Google launches Gemini 3.1 Flash-Lite, a faster and cheaper AI model

Google launches Gemini 3.1 Flash-Lite, a faster and cheaper AI model
Source: Google

According to Google, 3.1 Flash is designed with speed as its focus.

Google has announced Gemini 3.1 Flash-Lite, a new multimodal AI model variant focusing on speed and low costs for large-scale applications.

Cheaper than other Gemini models

According to a blog post from Google, Gemini 3.1 Flash-Lite is significantly cheaper than other models in the Gemini range. The model costs $0.25 per million input tokens and $1.50 per million output tokens. By comparison, Gemini 3.1 Pro, Google’s most powerful model, starts at $2 per million input tokens and $18 per million output tokens.

The model is also faster. In internal tests, Flash-Lite generated responses 45% faster than Gemini 2.5 Flash, while the time to the first output token is reportedly 2.5 times shorter.

Aimed at large-scale tasks

Gemini 3.1 Flash-Lite can process multimodal prompts up to 1 million tokens and generate responses up to 64,000 text tokens. The model can also generate code, for example, to build dashboards or other visual applications.

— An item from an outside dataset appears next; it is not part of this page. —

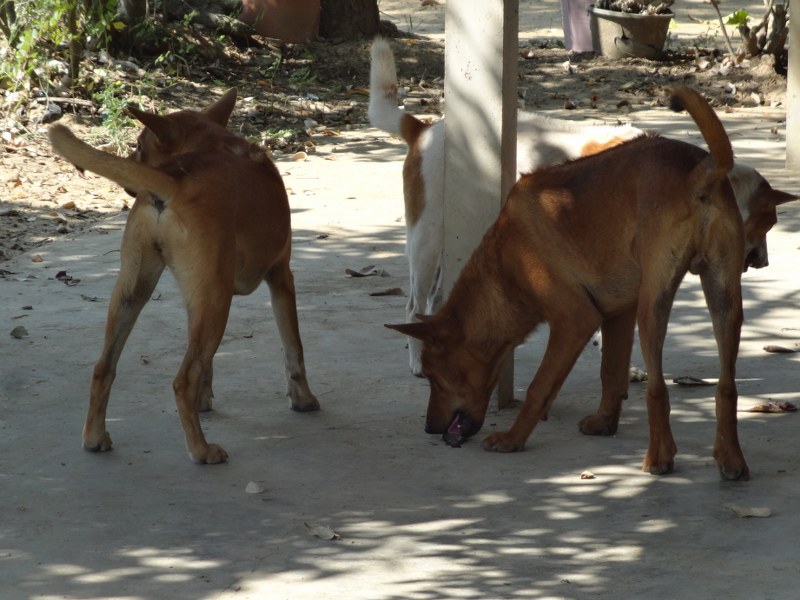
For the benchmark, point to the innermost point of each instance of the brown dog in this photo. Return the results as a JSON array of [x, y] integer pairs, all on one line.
[[600, 241], [213, 208]]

Google expects developers to use the model primarily for high-volume tasks with limited reasoning requirements. Examples include translating product catalogs or automatically moderating content on e-commerce platforms.

Benchmark results

In eleven benchmark tests, Flash-Lite achieved the highest score in six tests, beating GPT-5 mini and Claude 4.5 Haiku, among others.

The model achieved a good score on GPAQ Diamond, a benchmark with doctoral-level questions. On the heavy HLA benchmark, it scored 16%, compared to 44.4% for Gemini 3.1 Pro.

Gemini 3.1 Flash-Lite is currently available in preview via Vertex AI and Google AI Studio.